Why did the author increase the feature number from 5 to 16 in the middle of encoding stage. This question is described in more detail below after the picture of LSTM autoencoder structure.
My questions are based on the article LSTM Autoencoder for Extreme Rare Event Classification in Keras. You can take a look at the codes from this github repository.

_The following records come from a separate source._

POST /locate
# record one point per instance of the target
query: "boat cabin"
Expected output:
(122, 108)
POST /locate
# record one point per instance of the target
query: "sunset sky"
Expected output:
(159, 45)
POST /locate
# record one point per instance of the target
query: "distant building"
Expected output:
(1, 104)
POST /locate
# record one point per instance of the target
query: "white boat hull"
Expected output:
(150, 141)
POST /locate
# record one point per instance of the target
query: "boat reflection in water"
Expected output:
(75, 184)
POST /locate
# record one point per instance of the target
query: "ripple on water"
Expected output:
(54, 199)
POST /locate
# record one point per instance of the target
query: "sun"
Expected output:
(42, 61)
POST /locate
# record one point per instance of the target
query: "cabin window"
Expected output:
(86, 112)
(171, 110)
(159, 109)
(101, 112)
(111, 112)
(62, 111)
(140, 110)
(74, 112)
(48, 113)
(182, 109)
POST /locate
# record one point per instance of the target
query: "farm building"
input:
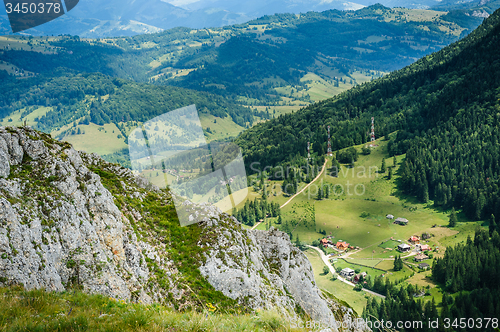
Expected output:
(414, 239)
(401, 221)
(347, 272)
(404, 247)
(424, 266)
(359, 276)
(420, 257)
(342, 245)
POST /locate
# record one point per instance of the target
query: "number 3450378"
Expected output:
(33, 8)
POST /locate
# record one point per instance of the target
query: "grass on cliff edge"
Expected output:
(38, 310)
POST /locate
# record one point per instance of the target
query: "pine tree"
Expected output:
(453, 218)
(320, 194)
(493, 225)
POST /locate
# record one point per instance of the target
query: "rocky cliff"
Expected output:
(69, 219)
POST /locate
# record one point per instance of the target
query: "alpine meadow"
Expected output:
(328, 167)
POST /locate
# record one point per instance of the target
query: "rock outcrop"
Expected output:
(69, 218)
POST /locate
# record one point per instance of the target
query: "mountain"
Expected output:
(98, 19)
(239, 72)
(70, 219)
(445, 109)
(441, 118)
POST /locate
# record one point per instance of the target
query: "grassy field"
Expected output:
(357, 300)
(358, 215)
(77, 311)
(99, 139)
(220, 128)
(18, 120)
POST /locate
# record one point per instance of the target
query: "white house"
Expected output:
(347, 272)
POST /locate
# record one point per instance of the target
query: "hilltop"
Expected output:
(69, 219)
(439, 103)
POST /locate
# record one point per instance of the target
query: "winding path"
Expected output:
(310, 183)
(332, 270)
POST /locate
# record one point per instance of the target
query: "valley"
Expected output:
(415, 209)
(358, 217)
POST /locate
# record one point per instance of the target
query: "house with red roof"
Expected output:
(342, 245)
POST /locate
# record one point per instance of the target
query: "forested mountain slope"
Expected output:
(70, 219)
(446, 108)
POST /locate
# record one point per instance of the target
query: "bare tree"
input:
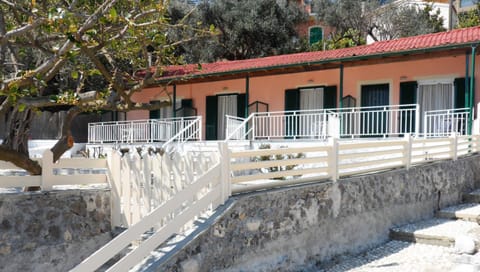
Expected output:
(78, 55)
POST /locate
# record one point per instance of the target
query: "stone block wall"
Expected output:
(289, 229)
(52, 231)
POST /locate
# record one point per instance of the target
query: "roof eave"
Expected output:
(187, 78)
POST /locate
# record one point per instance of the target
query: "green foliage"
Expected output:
(469, 18)
(278, 157)
(246, 29)
(354, 20)
(59, 49)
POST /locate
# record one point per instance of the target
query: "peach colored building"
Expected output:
(430, 70)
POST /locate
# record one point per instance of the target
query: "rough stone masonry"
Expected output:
(52, 231)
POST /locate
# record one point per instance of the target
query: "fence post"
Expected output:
(47, 170)
(454, 145)
(408, 151)
(333, 159)
(114, 177)
(225, 171)
(417, 120)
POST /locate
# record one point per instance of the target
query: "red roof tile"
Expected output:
(465, 36)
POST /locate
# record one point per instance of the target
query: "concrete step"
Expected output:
(466, 211)
(472, 197)
(436, 231)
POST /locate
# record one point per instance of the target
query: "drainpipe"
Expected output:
(472, 89)
(340, 104)
(174, 100)
(467, 82)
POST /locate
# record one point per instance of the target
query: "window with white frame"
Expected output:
(434, 95)
(311, 99)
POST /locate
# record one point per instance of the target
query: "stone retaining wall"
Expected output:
(289, 229)
(52, 231)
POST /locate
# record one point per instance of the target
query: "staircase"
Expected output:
(455, 227)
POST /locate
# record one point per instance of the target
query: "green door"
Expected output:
(211, 118)
(292, 103)
(408, 96)
(374, 120)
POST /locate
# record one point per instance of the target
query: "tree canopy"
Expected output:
(247, 29)
(81, 56)
(354, 20)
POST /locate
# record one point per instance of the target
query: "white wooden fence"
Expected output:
(159, 195)
(273, 167)
(163, 195)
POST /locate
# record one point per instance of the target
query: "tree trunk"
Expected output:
(15, 145)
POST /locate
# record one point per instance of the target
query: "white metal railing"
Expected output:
(305, 124)
(441, 123)
(191, 130)
(142, 131)
(378, 121)
(237, 127)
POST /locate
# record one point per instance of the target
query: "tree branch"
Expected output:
(21, 160)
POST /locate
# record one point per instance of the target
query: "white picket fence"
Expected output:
(159, 195)
(66, 171)
(277, 166)
(163, 195)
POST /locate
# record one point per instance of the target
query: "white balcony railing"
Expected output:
(442, 123)
(144, 131)
(380, 121)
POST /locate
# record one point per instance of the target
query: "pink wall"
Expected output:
(271, 89)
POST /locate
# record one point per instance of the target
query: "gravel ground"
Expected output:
(402, 256)
(440, 226)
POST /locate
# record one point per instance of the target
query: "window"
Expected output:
(164, 112)
(315, 34)
(466, 3)
(432, 96)
(435, 95)
(311, 99)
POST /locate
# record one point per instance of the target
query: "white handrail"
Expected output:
(164, 211)
(231, 133)
(144, 131)
(196, 125)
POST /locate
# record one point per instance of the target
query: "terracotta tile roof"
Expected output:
(465, 36)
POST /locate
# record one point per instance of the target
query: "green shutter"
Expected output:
(154, 114)
(292, 99)
(316, 34)
(330, 97)
(241, 104)
(187, 103)
(408, 92)
(211, 118)
(292, 103)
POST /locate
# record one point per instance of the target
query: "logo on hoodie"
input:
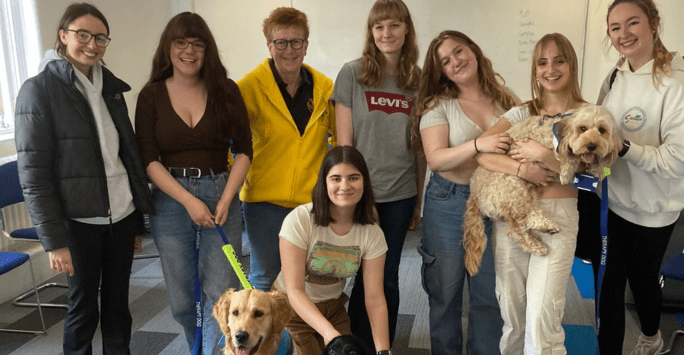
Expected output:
(388, 103)
(634, 119)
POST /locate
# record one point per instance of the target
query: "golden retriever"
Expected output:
(587, 140)
(252, 321)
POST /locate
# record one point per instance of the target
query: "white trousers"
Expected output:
(531, 288)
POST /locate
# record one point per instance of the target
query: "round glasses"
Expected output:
(182, 43)
(83, 36)
(296, 43)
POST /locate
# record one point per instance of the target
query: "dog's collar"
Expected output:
(556, 140)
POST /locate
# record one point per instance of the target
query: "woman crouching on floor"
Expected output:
(325, 242)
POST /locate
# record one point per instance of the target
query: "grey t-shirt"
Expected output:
(381, 118)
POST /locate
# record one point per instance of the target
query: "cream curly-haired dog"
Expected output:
(587, 140)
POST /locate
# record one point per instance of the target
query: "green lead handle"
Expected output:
(235, 263)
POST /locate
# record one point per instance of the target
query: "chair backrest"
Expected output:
(10, 190)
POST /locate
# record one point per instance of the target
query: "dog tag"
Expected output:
(585, 182)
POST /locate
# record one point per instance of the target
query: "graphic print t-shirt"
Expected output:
(381, 118)
(331, 258)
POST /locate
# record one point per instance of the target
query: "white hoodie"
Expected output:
(646, 186)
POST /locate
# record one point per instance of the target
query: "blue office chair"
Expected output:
(10, 194)
(10, 261)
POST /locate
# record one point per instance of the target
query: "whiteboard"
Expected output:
(505, 30)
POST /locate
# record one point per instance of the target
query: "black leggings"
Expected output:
(635, 253)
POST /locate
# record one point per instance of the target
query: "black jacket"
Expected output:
(61, 169)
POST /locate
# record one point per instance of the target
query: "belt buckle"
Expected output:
(199, 172)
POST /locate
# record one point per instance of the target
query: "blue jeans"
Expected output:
(394, 218)
(444, 273)
(263, 221)
(174, 235)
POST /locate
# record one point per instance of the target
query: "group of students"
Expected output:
(327, 214)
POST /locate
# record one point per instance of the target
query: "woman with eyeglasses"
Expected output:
(83, 180)
(187, 115)
(373, 103)
(293, 124)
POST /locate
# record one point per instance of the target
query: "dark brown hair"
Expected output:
(408, 73)
(223, 97)
(73, 12)
(284, 17)
(435, 85)
(365, 208)
(662, 58)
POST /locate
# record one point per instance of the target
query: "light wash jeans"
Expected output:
(444, 275)
(263, 221)
(174, 236)
(531, 288)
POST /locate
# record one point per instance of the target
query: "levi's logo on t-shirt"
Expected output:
(388, 103)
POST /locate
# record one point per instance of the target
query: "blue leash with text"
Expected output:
(604, 249)
(197, 344)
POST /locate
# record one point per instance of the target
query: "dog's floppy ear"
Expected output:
(282, 311)
(221, 309)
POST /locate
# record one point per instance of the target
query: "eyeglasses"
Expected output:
(83, 36)
(182, 43)
(296, 43)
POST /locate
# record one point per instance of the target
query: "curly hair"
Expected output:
(364, 213)
(567, 52)
(662, 58)
(374, 62)
(73, 12)
(223, 97)
(435, 85)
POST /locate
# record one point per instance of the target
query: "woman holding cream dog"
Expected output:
(325, 242)
(460, 96)
(531, 288)
(645, 94)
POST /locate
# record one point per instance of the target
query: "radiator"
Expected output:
(14, 217)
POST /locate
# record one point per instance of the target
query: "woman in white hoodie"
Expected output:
(645, 94)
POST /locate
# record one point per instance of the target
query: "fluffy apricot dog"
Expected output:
(252, 321)
(587, 141)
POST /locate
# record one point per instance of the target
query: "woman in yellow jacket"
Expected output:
(291, 118)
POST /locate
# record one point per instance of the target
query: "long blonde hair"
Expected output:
(567, 52)
(374, 61)
(662, 58)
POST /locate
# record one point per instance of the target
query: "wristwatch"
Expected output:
(625, 148)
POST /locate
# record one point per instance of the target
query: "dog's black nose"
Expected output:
(241, 336)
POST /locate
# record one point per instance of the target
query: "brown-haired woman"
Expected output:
(460, 97)
(187, 114)
(84, 184)
(645, 94)
(374, 98)
(324, 243)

Please refer to these resources to get to know my questions better.
Details of the Question
- My Autoencoder model is as follows:
lstm_autoencoder = Sequential() # Encoder lstm_autoencoder.add(LSTM(timesteps, activation='relu', input_shape=(timesteps, n_features), return_sequences=True)) lstm_autoencoder.add(LSTM(16, activation='relu', return_sequences=True)) lstm_autoencoder.add(LSTM(1, activation='relu')) lstm_autoencoder.add(RepeatVector(timesteps)) # Decoder lstm_autoencoder.add(LSTM(timesteps, activation='relu', return_sequences=True)) lstm_autoencoder.add(LSTM(16, activation='relu', return_sequences=True)) lstm_autoencoder.add(TimeDistributed(Dense(n_features))) lstm_autoencoder.summary()
The shape of the input data is
X_train_y0_scaled.shape = (11692,5,59). It means that we have 11692 batches. Each batch is comprised of 5 rows and 59 columns, and since the data is time series data, it means that 59 features are gathered for each of 5 days.

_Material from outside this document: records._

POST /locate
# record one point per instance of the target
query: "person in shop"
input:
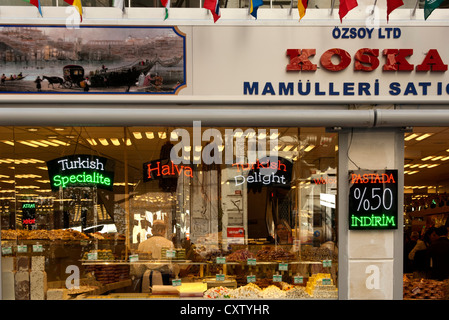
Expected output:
(409, 243)
(160, 273)
(38, 83)
(439, 254)
(419, 255)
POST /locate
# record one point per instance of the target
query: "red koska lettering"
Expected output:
(396, 60)
(326, 59)
(299, 60)
(366, 59)
(432, 62)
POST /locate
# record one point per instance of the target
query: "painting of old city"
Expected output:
(91, 59)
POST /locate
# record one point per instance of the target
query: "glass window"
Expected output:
(207, 212)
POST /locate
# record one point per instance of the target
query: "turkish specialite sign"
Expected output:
(81, 171)
(373, 199)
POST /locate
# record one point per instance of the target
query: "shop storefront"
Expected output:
(143, 160)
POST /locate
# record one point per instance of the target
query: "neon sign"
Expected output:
(165, 169)
(28, 214)
(81, 171)
(373, 199)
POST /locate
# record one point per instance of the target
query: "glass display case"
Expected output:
(103, 212)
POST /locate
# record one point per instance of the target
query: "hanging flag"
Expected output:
(429, 6)
(302, 6)
(253, 6)
(345, 7)
(120, 4)
(166, 4)
(36, 3)
(393, 4)
(77, 5)
(214, 7)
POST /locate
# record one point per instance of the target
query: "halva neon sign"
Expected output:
(81, 171)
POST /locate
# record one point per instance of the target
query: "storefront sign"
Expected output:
(265, 172)
(81, 171)
(165, 169)
(373, 199)
(28, 215)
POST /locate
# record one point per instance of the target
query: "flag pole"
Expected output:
(374, 5)
(414, 9)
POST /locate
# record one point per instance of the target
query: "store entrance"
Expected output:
(426, 211)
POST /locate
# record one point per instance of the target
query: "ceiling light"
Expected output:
(424, 136)
(92, 142)
(29, 144)
(309, 148)
(149, 135)
(115, 141)
(49, 143)
(410, 137)
(11, 143)
(39, 143)
(103, 141)
(137, 135)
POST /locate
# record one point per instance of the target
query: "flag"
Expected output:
(120, 4)
(36, 3)
(77, 5)
(429, 6)
(345, 7)
(393, 4)
(214, 7)
(302, 6)
(166, 4)
(253, 6)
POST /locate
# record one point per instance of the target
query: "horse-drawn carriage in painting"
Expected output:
(73, 76)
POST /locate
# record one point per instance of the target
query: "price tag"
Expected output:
(327, 263)
(38, 248)
(92, 256)
(170, 254)
(220, 277)
(298, 279)
(283, 266)
(277, 278)
(6, 250)
(176, 282)
(21, 248)
(221, 260)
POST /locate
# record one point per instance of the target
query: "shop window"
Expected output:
(113, 211)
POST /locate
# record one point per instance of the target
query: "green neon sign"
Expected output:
(373, 199)
(81, 171)
(94, 177)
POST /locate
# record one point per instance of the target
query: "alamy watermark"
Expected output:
(236, 146)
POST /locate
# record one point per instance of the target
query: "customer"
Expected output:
(439, 254)
(420, 255)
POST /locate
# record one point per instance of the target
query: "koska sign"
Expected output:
(81, 171)
(329, 64)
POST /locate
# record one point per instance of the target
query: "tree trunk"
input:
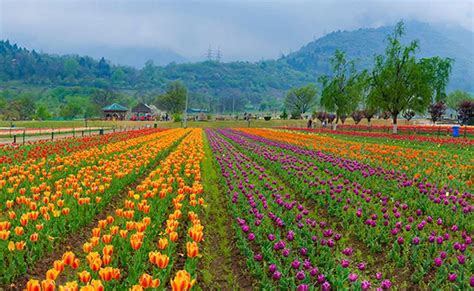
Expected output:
(394, 127)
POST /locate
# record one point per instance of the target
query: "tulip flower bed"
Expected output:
(289, 210)
(14, 154)
(452, 166)
(310, 219)
(137, 246)
(40, 210)
(411, 137)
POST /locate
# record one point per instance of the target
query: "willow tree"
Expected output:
(340, 93)
(301, 99)
(400, 81)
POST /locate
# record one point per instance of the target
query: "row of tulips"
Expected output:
(25, 179)
(37, 220)
(25, 154)
(138, 247)
(402, 229)
(442, 164)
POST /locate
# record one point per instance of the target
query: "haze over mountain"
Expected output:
(220, 86)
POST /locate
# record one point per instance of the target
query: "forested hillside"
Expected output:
(61, 85)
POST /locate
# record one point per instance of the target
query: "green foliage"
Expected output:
(456, 97)
(300, 100)
(174, 100)
(342, 92)
(399, 80)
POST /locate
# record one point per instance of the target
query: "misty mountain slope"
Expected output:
(363, 44)
(220, 86)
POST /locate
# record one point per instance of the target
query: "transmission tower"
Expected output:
(209, 53)
(218, 55)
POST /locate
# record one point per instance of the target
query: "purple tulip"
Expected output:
(386, 284)
(345, 263)
(416, 240)
(251, 236)
(400, 240)
(353, 277)
(443, 255)
(326, 286)
(452, 277)
(276, 276)
(295, 264)
(258, 257)
(300, 275)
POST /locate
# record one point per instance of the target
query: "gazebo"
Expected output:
(115, 112)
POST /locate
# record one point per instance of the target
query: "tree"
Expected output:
(71, 67)
(284, 114)
(408, 114)
(399, 80)
(103, 68)
(456, 97)
(24, 106)
(174, 99)
(438, 71)
(300, 100)
(357, 116)
(42, 112)
(341, 92)
(436, 111)
(466, 112)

The summary of the autoencoder model is as follows:
- Side question : I cannot understand why the author of this codes increased the feature number from 5 (in the layer 'lstm_16') to 16 (in the layer 'lstm_17').
- The original number of feature is 59, so in the first layer the feature number got reduced from 59 to 5. But after this dimension reduction, why would someone want to increase the dimension in the encoding stage?!
It is easy to see how smaller the shape of the input data gets reduced in a latent vector, if it is a fully-connected autoencoder. For example, in the picture below 10-node long input data gets reduced to 3-node long latent vector.
However in the LSTM autoencoder, it is not clear to me how long the 59 feature-long vector got reduced to.
The layer lstm_18is only 1-node long while the
repeat vectoris (5,1) long. Does that mean that 59-feature long vector got reduced to 1-node long vector?